Onflow takes a hybrid approach to bootstrapping trust from government IDs without directly involving the public sector. Their onboarding process, designed to run on a user’s device for enhanced privacy, leverages the rigorous verification already performed during passport issuance to create an onchain attestation. This is achieved by reading the passport’s digital information, including the photo, from its RFID chip and comparing it to a biometric face scan conducted via smartphone. By using zero-knowledge proofs, Onflow enables users to later certify key information from their passport without revealing sensitive details—for instance, they can prove their passport is not from a sanctioned jurisdiction or confirm they are old enough to pass an age check.
These three examples demonstrate how decentralized identity solutions can differ in trust models, ease of use, and the role of third parties. Interestingly, many of the same considerations apply to the identity and provenance of digital content. With the rise of generative AI, digital content faces similar attestation and verification challenges. While traditional consortia and standards like C2PA are trying to tackle these issues, decentralized approaches could also provide critical proofs—spanning source, ownership, and authenticity—for various digital assets. For example, Story protocol envisions intellectual property ownership and transactions living on a permissionless network. As with digital identity, some of these digital provenance experiments may find greater success with new applications, media, and IP rather than integrating with existing systems. However, as the pace of creation accelerates, this distinction may become increasingly irrelevant.
Fingerprint Authentication Button. Biometric Security Background
getty
But What Will the Future Actually Look Like?
Ultimately, whether centralized identity, secured by big tech on top of government IDs, or decentralized identity, secured by permissionless networks, prevails will depend on crypto’s ability to drive growth in new use cases that legacy technology cannot address.
Without a killer app that exclusively operates on crypto rails and accelerates the adoption of decentralized identity, it is unlikely that we will address the challenges posed by AI through the harder-to-use and less-compliant decentralized approach.
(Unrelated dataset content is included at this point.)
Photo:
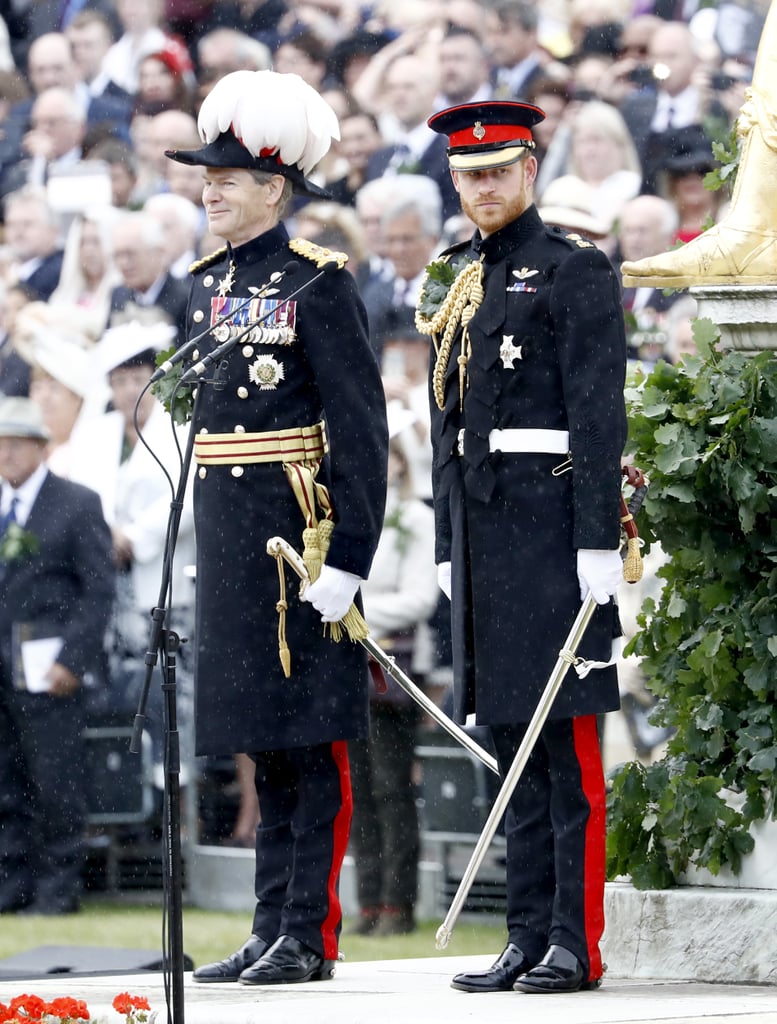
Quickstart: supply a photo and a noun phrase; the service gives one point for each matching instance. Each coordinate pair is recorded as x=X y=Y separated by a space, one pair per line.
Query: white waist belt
x=525 y=439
While decentralized identity can be global from day one, enabling faster experimentation and more competition, consumers will still gravitate toward solutions that are simple, familiar, and already trusted.
Big tech will fight to retain control over identity, as it underpins so many aspects of a person’s economic and social interactions. Governments, on the other hand, may attempt to counterbalance this by adopting open standards, though they are likely to stop short of fully embracing permissionless networks—as illustrated by the California DMV example.
A killer crypto app that quickly drives adoption of decentralized identity cannot rely solely on the launch of a speculative token. Instead, it must address problems that don’t demand full regulatory compliance from day one, as that would first require changes to laws and regulations. While decentralized identity could improve KYC flows, shifting to a privacy-preserving model requires new rules. However, it may still help de-risk stablecoin payments and improve institutional treatment of DeFi liquidity pools.
Without a killer app, decentralized identity may stay in incubation for a while, with users quietly accumulating onchain attestations from various providers for different purposes within the same wallet. As these building blocks come together, developers will refine risk, fraud, reward, and compliance processes to counter increasingly capable AI, eventually making decentralized identity more useful—which, of course, is exactly what the theory of disruption would predict.